What is Exercise-Associated Hyponatremic Encephalopathy (EAHE)?
EAHE is EAH with symptoms of cerebral edema such as for instance altered mental status, altered level of consciousness, headache, convulsion/seizures or coma.

What are the mechanisms behind EAH?
There are three major pathological mechanisms behind EAH:

1) Excessive fluid intake (overhydration; water intoxication)
2) Impaired urinary water secretion largely due to persistent inappropriate secretion of arginine vasopressin (AVP) (also called antidiuretic hormone [ADH])
3) Failure to mobilize sodium (Na+) from osmotically inactive sodium stores in the body or alternatively inappropriate osmotic inactivation of circulating Na+

It appears that these mechanisms are needed together for development of EAH in most cases, except in those circumstances where the water intake is extremely excessive (>1500 mL/h). The causes of the inappropriate AVP secretion in EAH and its role in the disease is the focus of ongoing research (see for instance Cairns & Hew-Butler “Incidence of Exercise-Associated Hyponatremia and its association with nonosmotic stimuli of Arginine Vasopressin in the GNW100s ultra-endurance marathon” Clin J Sport Med 2014; Epub ahead of print; Hew-Butler “Arginine vasopressin, fluid balance and exercise: is exercise-associated hyponatraemia a disorder of arginine vasopressin secretion?” Sports Med 2010; 40: 459-79). However, it appears likely that in some individuals the stress of long endurance activities such as ultramarathon running might cause the high AVP secretion.

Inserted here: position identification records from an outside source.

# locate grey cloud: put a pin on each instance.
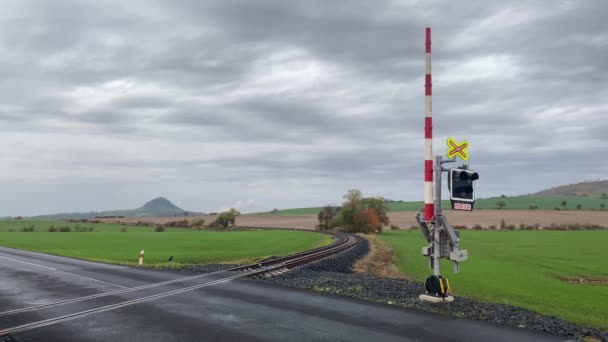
(189, 63)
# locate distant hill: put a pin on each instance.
(581, 189)
(158, 207)
(585, 195)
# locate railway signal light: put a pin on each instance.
(461, 183)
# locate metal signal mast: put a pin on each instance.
(444, 241)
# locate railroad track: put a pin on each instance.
(269, 268)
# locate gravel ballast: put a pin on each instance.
(334, 275)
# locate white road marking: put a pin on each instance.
(29, 263)
(93, 279)
(54, 269)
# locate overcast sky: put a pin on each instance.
(263, 104)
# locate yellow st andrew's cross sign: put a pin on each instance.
(458, 149)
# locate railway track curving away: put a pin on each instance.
(86, 305)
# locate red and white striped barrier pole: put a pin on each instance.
(429, 206)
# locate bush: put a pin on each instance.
(336, 222)
(198, 222)
(28, 228)
(78, 228)
(225, 219)
(178, 224)
(367, 221)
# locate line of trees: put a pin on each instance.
(356, 215)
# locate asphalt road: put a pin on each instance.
(235, 310)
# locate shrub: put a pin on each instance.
(178, 224)
(198, 222)
(78, 228)
(336, 222)
(225, 219)
(367, 222)
(28, 228)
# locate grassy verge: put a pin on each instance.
(523, 202)
(186, 247)
(523, 268)
(43, 226)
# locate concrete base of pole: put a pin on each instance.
(435, 299)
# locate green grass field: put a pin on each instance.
(522, 268)
(517, 202)
(187, 247)
(43, 225)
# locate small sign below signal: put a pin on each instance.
(462, 206)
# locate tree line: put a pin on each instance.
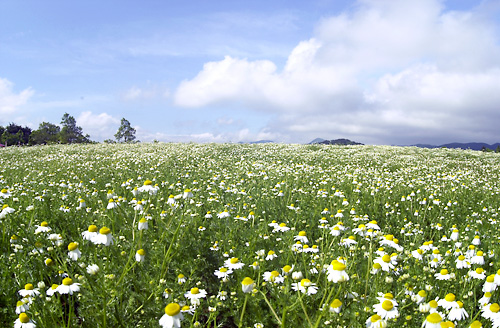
(67, 133)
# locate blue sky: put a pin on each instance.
(374, 71)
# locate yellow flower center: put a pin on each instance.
(104, 231)
(387, 305)
(389, 296)
(23, 317)
(450, 297)
(476, 324)
(172, 309)
(338, 266)
(434, 318)
(67, 281)
(336, 303)
(72, 246)
(247, 281)
(305, 282)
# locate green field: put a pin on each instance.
(354, 236)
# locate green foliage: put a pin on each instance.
(47, 133)
(415, 195)
(70, 132)
(14, 134)
(125, 133)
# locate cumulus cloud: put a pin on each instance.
(98, 126)
(136, 93)
(384, 72)
(243, 135)
(10, 101)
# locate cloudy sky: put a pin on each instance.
(374, 71)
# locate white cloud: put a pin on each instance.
(386, 72)
(98, 126)
(10, 101)
(151, 92)
(243, 135)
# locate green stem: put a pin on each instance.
(304, 309)
(272, 310)
(243, 311)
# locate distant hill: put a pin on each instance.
(258, 141)
(317, 140)
(467, 145)
(343, 142)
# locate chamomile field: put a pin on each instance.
(219, 235)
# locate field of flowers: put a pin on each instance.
(188, 235)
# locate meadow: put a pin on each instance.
(226, 235)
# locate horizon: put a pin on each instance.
(376, 72)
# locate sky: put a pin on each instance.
(374, 71)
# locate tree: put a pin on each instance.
(125, 132)
(46, 133)
(70, 132)
(14, 134)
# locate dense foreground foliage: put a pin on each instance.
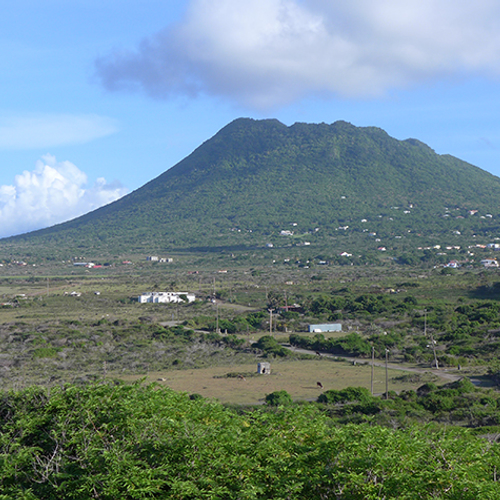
(110, 442)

Main mechanisms behind EAH. From Bennett et al 2013
 
When was EAH first described?
The first case of symptomatic EAH was described in 1981 in a runner admitted to hospital after she became unconscious and had a grand mal epileptic seizure during the 56 mile (90 km) Comrades Marathon in Durban, South Africa. Her sodium concentration upon admittance to hospital was 115 mmol/L confirming EAHE. She recovered and regained consciousness after 2 days and was released from hospital after 4 days. This case and three other of ultra-endurance athletes were described by Noakes and colleagues in a seminal publication in 1985 (Noakes et al “Water intoxication: a possible complication during endurance exercise” Med Sci Sports Exerc 1985; 17: 370-5). Regretfully, it then took many years before the link between overhydration and EAH was widely accepted and hydration recommendations were changed (Noakes et al “Case proven: Exercise associated hyponatremia is due to overdrinking. So why did it take 20 years before the original evidence was accepted? Br J Sports Med 2006; 40: 567-72). It has regretfully also taken many years before a standard first-line treatment for EAH has been accepted (Moritz & Ayus “Exercise-associated hyponatremia: Why are athletes still dying?” Clin J Sport Med 2008; 18: 379-381).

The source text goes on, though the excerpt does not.